Crime

Lengel: Remembering Chauncey Bailey, the Murdered Ex-Detroit News Reporter

August 04, 2017, 7:55 AM by  Allan Lengel


Chauncey Bailey (Family photo)

It was 10 years ago this month that Chauncey Bailey, 57, a former Detroit News reporter, was murdered on a sidewalk in Oakland, Calif. He was investigating the people behind the thuggish Your Black Muslim Bakery, which was behind the hit. Two people are in prison for life.

Bailey was the editor of the Oakland Post.

A story in the East Bay Times by Thomas Peele suggests it's time to create a memorial in Oakland in his honor. I couldn't agree more.

I worked with Bailey at The News. He was passionate about the community, and he used journalism to show it. He had a  following in Detroit. People cared about him.

He was also quite the character.

As the story goes, Bailey once attended a community meeting in the city. The top editor was there, and when the meeting was over, Bailey approached him with a group of his community supporters. Bailey was unhappy about being placed on the afternoon shift and confronted the newsroom manager.

The editor suggested they talk later about the work schedule change.

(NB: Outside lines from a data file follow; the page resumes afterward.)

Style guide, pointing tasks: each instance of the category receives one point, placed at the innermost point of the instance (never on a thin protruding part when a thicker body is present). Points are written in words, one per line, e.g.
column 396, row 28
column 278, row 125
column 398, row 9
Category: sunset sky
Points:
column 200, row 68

"I want to talk about it now Chump," Bailey reportedly insisted.  He was suspended for a week with pay.

When he returned, I went up to him and said, "Welcome back." He said of his paid suspension: "I'll take that any day." 

He went off to Oakland to keep on reporting until he was murdered on Aug. 2, 2007 for doing his job.

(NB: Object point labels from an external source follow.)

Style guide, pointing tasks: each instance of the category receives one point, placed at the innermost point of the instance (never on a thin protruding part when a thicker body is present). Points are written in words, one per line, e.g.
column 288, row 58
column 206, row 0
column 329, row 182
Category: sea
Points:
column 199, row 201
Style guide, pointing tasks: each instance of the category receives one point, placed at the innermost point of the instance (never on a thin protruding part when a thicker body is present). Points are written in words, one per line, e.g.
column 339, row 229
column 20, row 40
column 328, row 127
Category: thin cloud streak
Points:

Peele writes in the Bay Area newspaper:

Ten years ago today, at 7:27 a.m., well-known local reporter Chauncey Bailey was gunned down on an Oakland sidewalk. He died for the First Amendment.

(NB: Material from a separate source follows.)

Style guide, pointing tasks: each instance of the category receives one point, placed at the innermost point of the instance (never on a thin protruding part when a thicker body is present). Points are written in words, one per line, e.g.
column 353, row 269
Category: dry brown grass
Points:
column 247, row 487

“Prominent journalist shot dead in street,” yelled a headline the next morning in the Oakland Tribune. But the thuggish remnants of Your Black Muslim Bakery — the black empowerment group founded by Yusef Bey that was behind Bailey’s slaying — targeted more than a lone reporter on Aug. 2, 2007. They targeted all of us, and not just journalists.

Everyone’s right to speak freely was assailed that day. It was, truly, “an assault on the American way of life,” one of Bailey’s former editors at The Detroit News said at the time.

The elder Bey’s empire had deteriorated by the time he died while awaiting trial on the first of multiple charges of raping teenage girls under his care. His son Yusef Bey IV, who emerged as the leader of the tattered enterprise in late 2005, ordered the hit on Bailey.

Bey IV and another man, Antoine Mackey, are spending their lives in prison with no chance of parole. The gunman, Devaughndre Broussard is serving a 25-year sentence at a private prison in the Arizona desert south of Phoenix.

They should be forgotten, especially Bey, who sent others to do his killings for him.

Bailey, the editor of the Oakland Post, should be remembered. He specialized in community news, but he was digging into a story about Bey and the bakery’s financial problems, and for that Bey ordered Broussard and Mackey to “take him out.”

It's not every day journalists in this country die while investigating a story. It happens more often overseas as bullies try to silence the truth.

A memorial would not only honor Bailey, but remind us of the importance of truth.